It was the children, of course, who really introduced me to Kipling. Somehow, we ended up reading Rikki Tikki Tavi, a story that I have always hated. They absolutely loved it so we followed it with the Jungle Book and many of the Just So Stories. He's lovely, like eating chocolates as the Evangelical house wife said once. It's Kipling and Joan Didion right now. They are where my heart is:
…she resolved to reconstruct the details of occasions on which she recalled being happy. As she considered such occasions she was struck by their insignificance, their absence of application to the main events of her life. In retrospect she seemed to have been most happy in borrowed houses, and at lunch.--Democracy, Joan Didion.
But I'm too busy to tell you about beautiful things now. I was just going to quickly tell you how my mid-life crisis ended.
It was Princess-O'dilia (no last name, multi-syllabic dashed and hyphenated first name) who first introduced me to this idea of giving birth to something, to an idea. I didn't have time to explore this metaphor with her because I was more interested in hearing about how she had left Christianity at forty to become a new-age spiritual birthing coach. People's conversions out of Christianity are terribly evocative to me.
But the metaphor itself helped me to realize what was going on. The whole thing actually started with a metaphor. I don't often feel in metaphor, but last Spring, I started to feel like I was harboring an un-danced song.
And I went through this whole emotional thing. At best, there were moments of euphoric mania. At worst, I was chasing away Sylvia Plath moments with vodka tonics.
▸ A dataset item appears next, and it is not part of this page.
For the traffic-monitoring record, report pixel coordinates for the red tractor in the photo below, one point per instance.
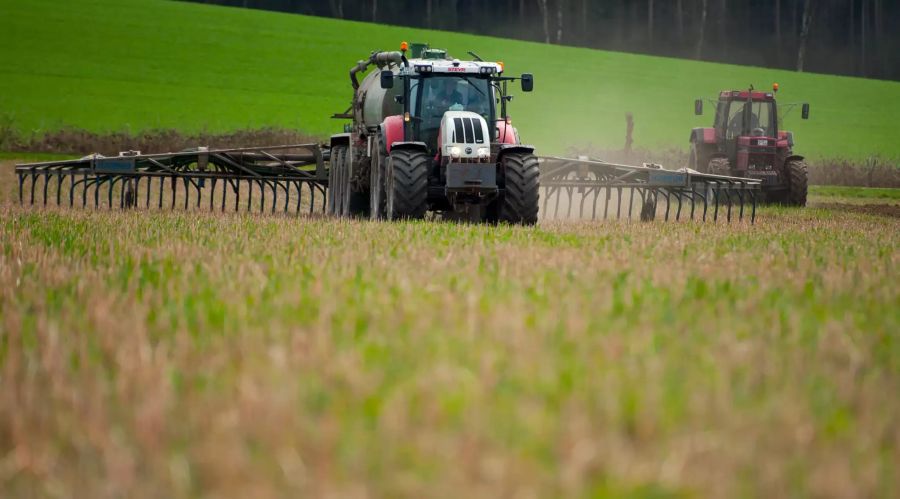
(745, 141)
(431, 134)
Look though my previous posts, if you can't see crazy written over a lot of them, you're blind. (Technically speaking, I haven't had a Sylvia Plath moment since the nineties, but I was very blue quite a lot of the time. It was much worse than that winter where The Man worked all the time, and I had no friends except that canister of hot chocolate powder that I used to keep in my closet. I would nip from it when the kids weren't looking and when I was down.)
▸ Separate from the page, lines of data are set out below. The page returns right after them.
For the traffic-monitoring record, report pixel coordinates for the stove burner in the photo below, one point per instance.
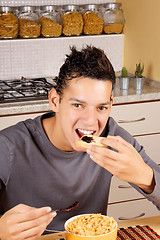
(24, 89)
(41, 90)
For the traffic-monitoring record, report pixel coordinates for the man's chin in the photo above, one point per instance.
(80, 149)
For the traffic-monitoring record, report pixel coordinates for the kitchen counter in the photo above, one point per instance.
(150, 92)
(152, 222)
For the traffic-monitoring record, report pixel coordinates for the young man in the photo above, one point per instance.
(42, 168)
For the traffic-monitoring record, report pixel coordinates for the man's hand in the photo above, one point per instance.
(24, 222)
(126, 164)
And now that the birthing pains have passed, what's left? What did I give birth to? Part of it was that I had to realize that a shift away from the ideologies that I held most dear was not an admission of failure but rather a realization that sometimes we need to have paradigm shifts. (I know. That's a totally simple idea to be preceded by months of crazy, but I am a horribly ideological thinker. I cling to them. If I were religious, I would be banging a tambourine at best and being a suicide bomber at worst.)
And another thing that happened was that I started working on a project. It's an important project, . It'll be meaningful, hopefully, but the process will be meaningful for sure so that's fine.
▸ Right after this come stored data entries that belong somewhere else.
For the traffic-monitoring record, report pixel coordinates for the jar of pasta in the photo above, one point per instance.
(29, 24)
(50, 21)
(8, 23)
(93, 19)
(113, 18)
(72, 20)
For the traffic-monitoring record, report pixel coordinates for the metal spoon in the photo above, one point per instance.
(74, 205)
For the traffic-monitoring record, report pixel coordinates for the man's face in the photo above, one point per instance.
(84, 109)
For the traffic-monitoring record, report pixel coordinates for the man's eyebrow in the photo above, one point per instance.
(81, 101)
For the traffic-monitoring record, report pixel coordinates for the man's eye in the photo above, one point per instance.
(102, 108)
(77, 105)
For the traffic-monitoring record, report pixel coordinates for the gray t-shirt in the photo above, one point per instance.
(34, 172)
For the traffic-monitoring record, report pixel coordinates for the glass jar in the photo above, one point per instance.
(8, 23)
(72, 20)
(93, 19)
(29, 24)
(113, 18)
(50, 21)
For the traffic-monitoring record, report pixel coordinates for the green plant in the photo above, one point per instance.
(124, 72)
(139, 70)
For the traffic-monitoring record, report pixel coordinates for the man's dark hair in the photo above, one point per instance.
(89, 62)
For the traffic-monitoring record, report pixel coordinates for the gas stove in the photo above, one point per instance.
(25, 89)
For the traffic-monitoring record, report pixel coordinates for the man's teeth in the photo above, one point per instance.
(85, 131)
I have nothing to lose, and in the meantime, I'm going to wrap myself in Joan Didion and see where it goes.
"It'll be meaningful, hopefully, but the process will be meaningful for sure so that's fine." -- My favorite observation. I've been aware of that concept for quite some time, but reading it here and now made me wonder, is that true because we have more control over the fluid process than we do over the static result/s?